A J Heschel and the ancient traditions of ‘hesed’ and ‘shalom’.

417236596_1651500901925256_1896604641707322339_nWhat brings me back to reading Heschel is not that his writing is 'accessible', 'practical', 'devotional', or even always understandable. In Heschel's writing I hear the voice of a prophet, someone for whom God is the living centre of human existence, and who tries to see and show the creative love and purposeful mercy that frames each life.
 
For Heschel, God is not our back-up position in case our own life plans and hopes get into trouble. God is the one who calls us to live into the gift that is our life by being a hopeful, life-giving presence in a world of despair.

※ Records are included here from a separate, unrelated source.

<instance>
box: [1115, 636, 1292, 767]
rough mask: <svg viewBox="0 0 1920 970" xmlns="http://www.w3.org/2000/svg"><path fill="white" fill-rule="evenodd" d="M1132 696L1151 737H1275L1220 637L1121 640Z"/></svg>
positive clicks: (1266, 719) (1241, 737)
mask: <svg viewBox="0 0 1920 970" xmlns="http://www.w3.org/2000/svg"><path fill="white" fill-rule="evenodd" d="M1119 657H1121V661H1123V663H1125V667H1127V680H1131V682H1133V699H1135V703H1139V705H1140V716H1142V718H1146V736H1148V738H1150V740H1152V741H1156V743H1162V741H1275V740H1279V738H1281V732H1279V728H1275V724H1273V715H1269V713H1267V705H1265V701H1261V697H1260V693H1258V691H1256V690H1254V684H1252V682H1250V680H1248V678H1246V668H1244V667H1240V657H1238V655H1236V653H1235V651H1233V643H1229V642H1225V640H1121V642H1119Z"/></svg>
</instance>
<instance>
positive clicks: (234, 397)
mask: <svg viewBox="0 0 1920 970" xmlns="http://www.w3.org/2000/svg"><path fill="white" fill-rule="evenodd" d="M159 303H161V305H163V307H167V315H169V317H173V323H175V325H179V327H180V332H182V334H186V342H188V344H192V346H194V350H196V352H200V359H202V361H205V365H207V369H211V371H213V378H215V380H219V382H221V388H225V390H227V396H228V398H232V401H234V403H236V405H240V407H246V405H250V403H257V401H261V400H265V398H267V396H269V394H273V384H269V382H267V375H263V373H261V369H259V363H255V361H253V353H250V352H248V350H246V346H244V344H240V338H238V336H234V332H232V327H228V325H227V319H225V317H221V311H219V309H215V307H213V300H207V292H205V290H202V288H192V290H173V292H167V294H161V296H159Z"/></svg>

For example, here are the words I read this morning, going through a book I bought in 1993, of all places, in the huge Hanover Book Store in Hanover, New Hampshire, while staying with our good friends Bob and Becky.
 
"There is a loneliness in us that hears. When the soul parts from the company of the ego and its retinue of petty conceits; when we cease to exploit all things but instead pray the world's cry, the world's sigh, our loneliness may hear the living grace beyond all power.
 
We must first peer into the darkness, feel strangled and entombed in the hopelessness of living without God, before we are ready to feel the presence of His living light."
 
This is Jewish wisdom, rooted in ancient traditions of 'hesed' and 'shalom', mercy and flourishing, faithfulness and peace, love for the world because made by and sustained by the steadfast love of God which endures forever. Heschel's concern for compassion and justice, human security through humane behaviour draws from deep wells of that Jewish tradition. They are traditions without which our modern world has become a much more dangerous place.